Sweet pics! I am sure you get asked all the time but can I get some close up shots of your wings? How much do you guys sell those for?


----------



## deere615 (Jun 1, 2007)

looks good as always man, I can't wait for some snow around here


----------



## murphyslaw (Oct 2, 2005)

I built the wings on my plow.










Welded up a nice mounting point on the end of the moldboard.

then cut out the two wings and drilled holes and bolted 'em up. then welded in a cross support so it stays put.



















This is the back drag blade that I made from an old cutting edge. it has stops so that it stands straight up when when in reverse and lays down out of the way when pushing.


----------



## 91AK250 (Nov 28, 2007)

thanks guys!!!

i have no clue what we sell the wings for...i'll ask tomarrow i think like $250 installed? sounds right i've had mine so long i have a hard time remebering.
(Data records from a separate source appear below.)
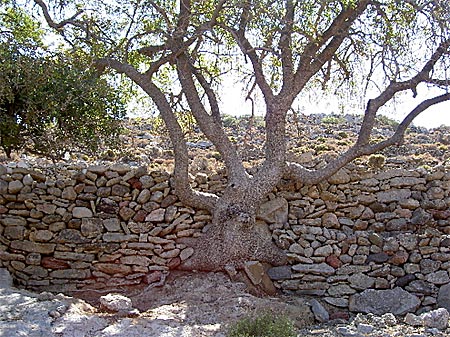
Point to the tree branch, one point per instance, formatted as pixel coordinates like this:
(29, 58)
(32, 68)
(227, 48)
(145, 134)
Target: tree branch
(181, 172)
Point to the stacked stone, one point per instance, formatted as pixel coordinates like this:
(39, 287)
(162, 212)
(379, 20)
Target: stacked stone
(103, 226)
(98, 226)
(363, 231)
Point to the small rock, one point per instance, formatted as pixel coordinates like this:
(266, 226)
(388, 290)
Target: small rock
(116, 302)
(436, 319)
(320, 313)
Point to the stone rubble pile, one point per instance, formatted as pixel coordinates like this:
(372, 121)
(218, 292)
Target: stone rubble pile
(354, 236)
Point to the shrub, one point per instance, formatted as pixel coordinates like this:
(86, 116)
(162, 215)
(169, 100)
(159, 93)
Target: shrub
(333, 120)
(265, 325)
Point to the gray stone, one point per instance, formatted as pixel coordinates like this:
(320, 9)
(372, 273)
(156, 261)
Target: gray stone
(116, 302)
(420, 217)
(5, 279)
(15, 186)
(340, 177)
(274, 211)
(82, 212)
(144, 196)
(439, 277)
(393, 195)
(320, 313)
(361, 281)
(91, 227)
(112, 224)
(340, 290)
(70, 236)
(69, 193)
(13, 221)
(436, 319)
(33, 247)
(135, 260)
(337, 302)
(379, 302)
(321, 269)
(280, 273)
(156, 216)
(444, 297)
(421, 286)
(186, 253)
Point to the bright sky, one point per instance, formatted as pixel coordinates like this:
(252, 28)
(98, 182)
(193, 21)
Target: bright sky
(233, 103)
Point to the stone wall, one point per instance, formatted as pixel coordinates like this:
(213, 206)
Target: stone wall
(104, 227)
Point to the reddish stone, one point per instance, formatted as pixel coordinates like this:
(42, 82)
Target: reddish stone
(135, 183)
(440, 215)
(340, 315)
(53, 263)
(174, 262)
(3, 209)
(169, 200)
(333, 261)
(399, 258)
(152, 277)
(140, 216)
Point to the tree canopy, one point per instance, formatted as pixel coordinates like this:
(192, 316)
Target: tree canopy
(51, 102)
(177, 52)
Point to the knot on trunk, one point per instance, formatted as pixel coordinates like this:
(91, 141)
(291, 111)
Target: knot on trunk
(238, 214)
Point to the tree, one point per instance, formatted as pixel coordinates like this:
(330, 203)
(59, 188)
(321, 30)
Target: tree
(51, 103)
(176, 51)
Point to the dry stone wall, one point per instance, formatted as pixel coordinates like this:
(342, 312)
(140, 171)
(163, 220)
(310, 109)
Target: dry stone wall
(351, 238)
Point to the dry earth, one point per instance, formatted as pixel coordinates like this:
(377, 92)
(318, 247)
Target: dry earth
(188, 305)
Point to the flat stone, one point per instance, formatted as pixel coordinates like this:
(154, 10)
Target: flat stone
(274, 211)
(321, 269)
(280, 273)
(439, 277)
(135, 260)
(116, 302)
(91, 227)
(379, 302)
(340, 177)
(393, 195)
(436, 319)
(70, 235)
(15, 186)
(443, 300)
(320, 313)
(156, 216)
(13, 221)
(361, 281)
(52, 263)
(186, 253)
(113, 268)
(33, 247)
(337, 301)
(82, 212)
(80, 274)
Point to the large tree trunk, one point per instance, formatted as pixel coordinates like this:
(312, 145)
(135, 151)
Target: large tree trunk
(233, 237)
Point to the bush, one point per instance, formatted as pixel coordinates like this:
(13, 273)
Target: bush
(376, 161)
(265, 325)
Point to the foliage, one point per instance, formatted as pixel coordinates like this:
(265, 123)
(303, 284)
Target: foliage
(265, 325)
(51, 104)
(376, 161)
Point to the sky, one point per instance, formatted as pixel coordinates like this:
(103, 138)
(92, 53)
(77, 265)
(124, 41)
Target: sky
(233, 103)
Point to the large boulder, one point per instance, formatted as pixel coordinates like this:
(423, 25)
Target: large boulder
(379, 302)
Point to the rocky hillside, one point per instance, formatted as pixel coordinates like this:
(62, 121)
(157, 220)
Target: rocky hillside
(313, 139)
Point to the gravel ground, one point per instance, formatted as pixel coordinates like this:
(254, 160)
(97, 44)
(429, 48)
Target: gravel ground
(188, 305)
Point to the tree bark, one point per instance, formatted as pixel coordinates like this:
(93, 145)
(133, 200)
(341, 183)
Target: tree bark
(233, 238)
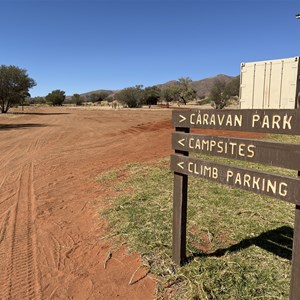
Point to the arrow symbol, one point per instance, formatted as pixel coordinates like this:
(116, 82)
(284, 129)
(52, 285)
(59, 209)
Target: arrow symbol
(181, 142)
(183, 118)
(180, 165)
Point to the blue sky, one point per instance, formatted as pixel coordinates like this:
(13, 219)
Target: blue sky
(79, 46)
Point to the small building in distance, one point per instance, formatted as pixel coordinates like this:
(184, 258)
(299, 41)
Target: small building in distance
(270, 84)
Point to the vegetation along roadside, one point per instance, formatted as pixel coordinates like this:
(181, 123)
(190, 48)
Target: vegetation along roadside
(239, 244)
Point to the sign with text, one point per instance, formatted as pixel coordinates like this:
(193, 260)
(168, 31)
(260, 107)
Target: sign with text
(280, 187)
(285, 121)
(270, 153)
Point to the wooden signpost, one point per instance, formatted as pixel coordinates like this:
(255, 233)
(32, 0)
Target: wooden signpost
(269, 153)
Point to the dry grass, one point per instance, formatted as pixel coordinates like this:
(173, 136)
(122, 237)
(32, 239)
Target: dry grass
(238, 243)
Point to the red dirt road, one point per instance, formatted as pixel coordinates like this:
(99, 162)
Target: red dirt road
(49, 200)
(50, 229)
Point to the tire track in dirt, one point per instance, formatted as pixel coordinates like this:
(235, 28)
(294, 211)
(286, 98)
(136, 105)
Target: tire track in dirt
(19, 280)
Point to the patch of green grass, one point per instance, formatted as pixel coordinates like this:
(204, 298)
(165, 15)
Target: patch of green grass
(238, 243)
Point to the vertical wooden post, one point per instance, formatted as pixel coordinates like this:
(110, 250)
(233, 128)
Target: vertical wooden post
(295, 278)
(180, 211)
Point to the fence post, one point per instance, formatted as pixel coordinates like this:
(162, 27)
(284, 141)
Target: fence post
(180, 211)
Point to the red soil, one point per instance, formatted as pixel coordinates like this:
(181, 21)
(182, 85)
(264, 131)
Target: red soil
(50, 229)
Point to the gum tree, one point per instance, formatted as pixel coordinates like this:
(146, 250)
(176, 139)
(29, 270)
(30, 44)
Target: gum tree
(14, 86)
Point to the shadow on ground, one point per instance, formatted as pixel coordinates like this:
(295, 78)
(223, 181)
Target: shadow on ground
(278, 241)
(38, 113)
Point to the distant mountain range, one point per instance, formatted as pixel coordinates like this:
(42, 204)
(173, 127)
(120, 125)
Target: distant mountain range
(202, 87)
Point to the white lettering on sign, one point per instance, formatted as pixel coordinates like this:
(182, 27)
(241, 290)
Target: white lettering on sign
(274, 122)
(220, 120)
(232, 120)
(205, 171)
(257, 183)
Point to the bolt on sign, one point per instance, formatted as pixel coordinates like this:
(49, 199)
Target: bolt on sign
(269, 153)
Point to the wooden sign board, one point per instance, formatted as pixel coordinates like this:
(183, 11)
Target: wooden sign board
(286, 121)
(280, 187)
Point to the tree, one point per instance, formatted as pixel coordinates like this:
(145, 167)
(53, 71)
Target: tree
(99, 96)
(38, 100)
(77, 99)
(56, 97)
(152, 95)
(171, 93)
(132, 97)
(14, 86)
(221, 92)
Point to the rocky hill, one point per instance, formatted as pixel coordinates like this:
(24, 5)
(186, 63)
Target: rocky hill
(201, 86)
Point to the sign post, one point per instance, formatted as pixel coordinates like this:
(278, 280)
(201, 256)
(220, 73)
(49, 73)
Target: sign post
(283, 155)
(180, 210)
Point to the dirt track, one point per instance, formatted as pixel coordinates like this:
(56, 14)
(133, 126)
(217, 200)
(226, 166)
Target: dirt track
(49, 199)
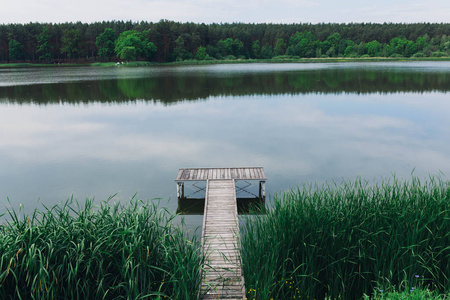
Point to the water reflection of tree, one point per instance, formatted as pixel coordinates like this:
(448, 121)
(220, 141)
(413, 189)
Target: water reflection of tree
(180, 87)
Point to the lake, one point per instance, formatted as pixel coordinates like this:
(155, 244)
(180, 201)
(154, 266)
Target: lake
(94, 132)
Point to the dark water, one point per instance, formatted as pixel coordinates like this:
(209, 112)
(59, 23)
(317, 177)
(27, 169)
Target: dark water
(93, 132)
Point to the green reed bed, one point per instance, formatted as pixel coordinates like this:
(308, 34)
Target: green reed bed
(347, 240)
(106, 251)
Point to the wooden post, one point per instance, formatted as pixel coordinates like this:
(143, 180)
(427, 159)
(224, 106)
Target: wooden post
(262, 190)
(180, 190)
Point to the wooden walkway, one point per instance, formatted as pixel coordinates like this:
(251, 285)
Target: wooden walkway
(222, 275)
(198, 174)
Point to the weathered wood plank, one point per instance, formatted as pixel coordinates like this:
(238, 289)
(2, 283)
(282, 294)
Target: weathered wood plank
(199, 174)
(223, 273)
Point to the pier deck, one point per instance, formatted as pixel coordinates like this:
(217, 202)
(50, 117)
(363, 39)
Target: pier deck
(222, 275)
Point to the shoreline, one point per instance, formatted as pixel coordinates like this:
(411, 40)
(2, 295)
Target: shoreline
(234, 61)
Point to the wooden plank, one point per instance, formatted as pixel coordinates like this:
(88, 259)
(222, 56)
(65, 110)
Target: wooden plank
(223, 273)
(180, 172)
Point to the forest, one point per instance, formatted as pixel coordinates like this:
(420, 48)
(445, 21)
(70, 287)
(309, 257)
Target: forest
(168, 41)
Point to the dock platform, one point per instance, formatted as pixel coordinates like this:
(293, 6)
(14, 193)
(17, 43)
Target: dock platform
(222, 275)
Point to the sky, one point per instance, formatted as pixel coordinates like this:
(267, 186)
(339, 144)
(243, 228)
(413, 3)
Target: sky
(228, 11)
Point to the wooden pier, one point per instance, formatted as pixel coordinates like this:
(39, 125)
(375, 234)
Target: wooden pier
(222, 275)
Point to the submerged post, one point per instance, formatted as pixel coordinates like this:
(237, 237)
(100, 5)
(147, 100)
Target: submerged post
(222, 276)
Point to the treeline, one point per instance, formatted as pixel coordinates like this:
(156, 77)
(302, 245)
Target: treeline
(167, 41)
(201, 85)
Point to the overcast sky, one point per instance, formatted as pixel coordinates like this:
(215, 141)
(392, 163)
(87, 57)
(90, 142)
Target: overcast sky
(215, 11)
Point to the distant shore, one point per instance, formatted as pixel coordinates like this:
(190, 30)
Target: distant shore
(232, 61)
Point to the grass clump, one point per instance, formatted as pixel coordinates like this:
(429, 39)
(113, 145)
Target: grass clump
(107, 251)
(344, 241)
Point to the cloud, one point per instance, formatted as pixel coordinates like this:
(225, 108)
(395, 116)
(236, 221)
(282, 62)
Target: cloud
(276, 11)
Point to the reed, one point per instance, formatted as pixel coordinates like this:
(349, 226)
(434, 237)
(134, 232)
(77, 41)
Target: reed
(347, 240)
(106, 251)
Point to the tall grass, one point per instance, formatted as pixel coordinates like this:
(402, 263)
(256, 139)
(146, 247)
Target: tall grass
(348, 240)
(107, 251)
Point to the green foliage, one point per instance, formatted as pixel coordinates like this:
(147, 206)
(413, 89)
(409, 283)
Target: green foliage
(180, 51)
(109, 251)
(266, 52)
(105, 43)
(78, 41)
(280, 47)
(373, 48)
(256, 49)
(343, 241)
(132, 45)
(71, 43)
(44, 47)
(15, 50)
(201, 53)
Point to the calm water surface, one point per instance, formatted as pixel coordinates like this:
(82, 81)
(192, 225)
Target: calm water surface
(93, 132)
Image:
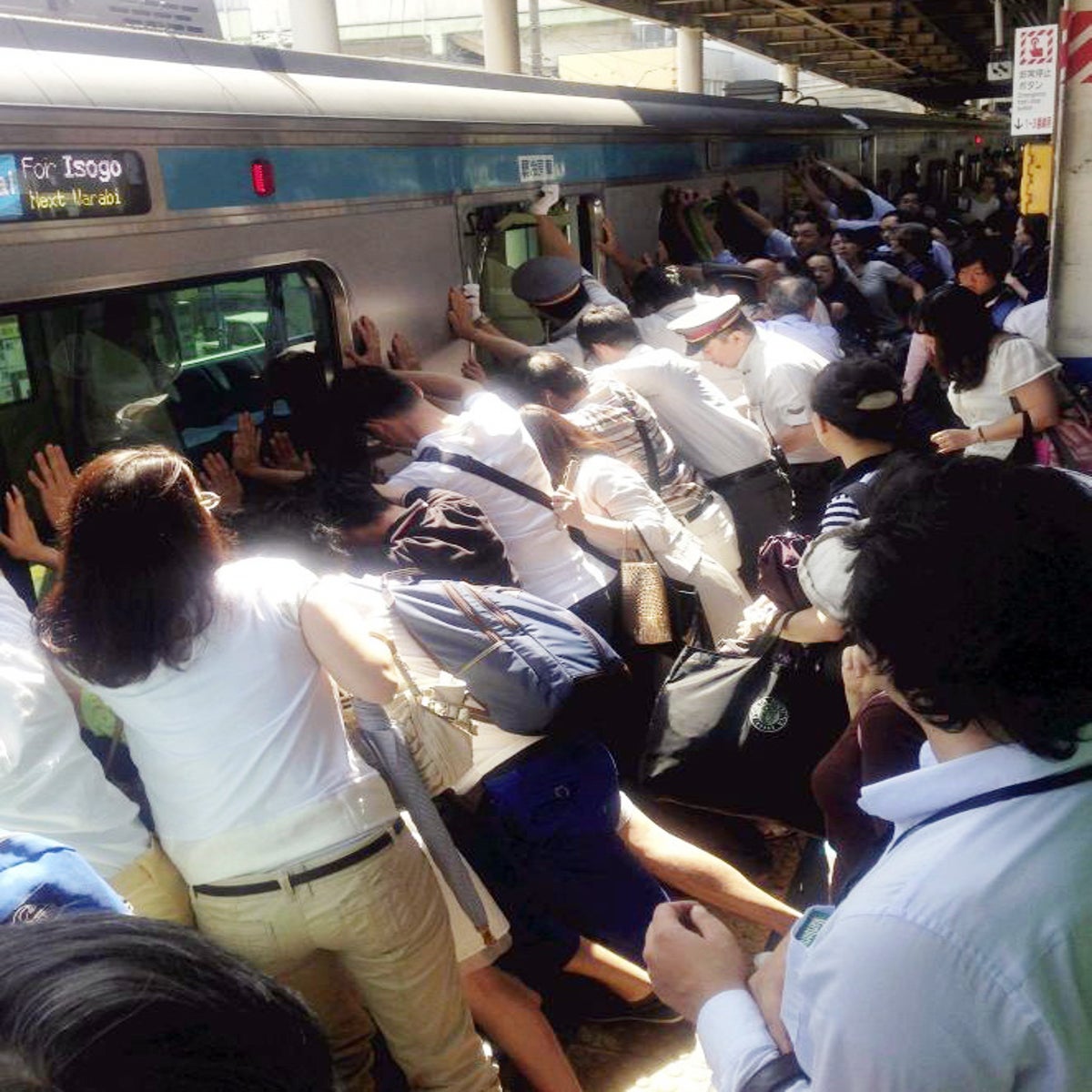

yes the new tires are double studded and work awsome!! god i love them!


i usealy plow with the window open so i can get realllllly close to stuff lol my ears stay warm


----------



## 06HD BOSS (Nov 28, 2005)

nice pics and vid. in the 2nd pic, does your gps say youre going 62... in the snow?


----------



## 91AK250 (Nov 28, 2007)

06HD BOSS;659600 said:


> nice pics and vid. in the 2nd pic, does your gps say youre going 62... in the snow?


yes, the speed limit drops right there from 65 to 55 so i was transitioning to around 60 which is a happy medium so i dont get a ticket lol


----------



## murphyslaw (Oct 2, 2005)

Up here we know how to drive in the snow. lots of people slow way the hell down, but us cray plowing guys will do 70. HAHAHA


----------



## nicksplowing (Oct 5, 2005)

*THANKS FOR THE PICS I HOPE WE GET IT SOME MORE*


----------



## Lil STX Ford (Nov 27, 2008)

91AK250;659723 said:


> yes, the speed limit drops right there from 65 to 55 so i was transitioning to around 60 which is a happy medium so i dont get a ticket lol


Would have to fix your window, down here you'll get a ticket for that lol


----------



## 91AK250 (Nov 28, 2007)

Lil STX Ford;660321 said:


> Would have to fix your window, down here you'll get a ticket for that lol


haha, you cant keep a windsheild in alaska...i replaced that one in '07 and it lasted almost a year...so i basicly said screw it.

if they wanted to ticket for a cracked window, everyone would get a ticket haha


----------



## Nielubie (Nov 19, 2008)

Thanks for the pic's and Vid. I love watching trucks plow, keep them coming.


----------



## ABES (Jun 10, 2007)

Nice pics. I like the look of your truck without the plastic hub caps.


----------



## 91AK250 (Nov 28, 2007)

i dont, i really need to go buy another one! haha maybe this weekend


----------



## 91AK250 (Nov 28, 2007)

snowing again, possible 9" or so


----------



## Supper Grassy (May 31, 2007)

Sweet Truck


----------



## jimaug87 (Feb 15, 2007)

i really like your truck. Keep the vids coming


----------



## murphyslaw (Oct 2, 2005)

I saw 4-5". I hear they had more on hill side.


----------



## 91AK250 (Nov 28, 2007)

ended up with about 8" all together at my house an my grandmas which is at the top of o'mally.

pics! haha




































vid tomarrow...today was very long...plus i got in a wreck but i'll make a seperate post about that.


----------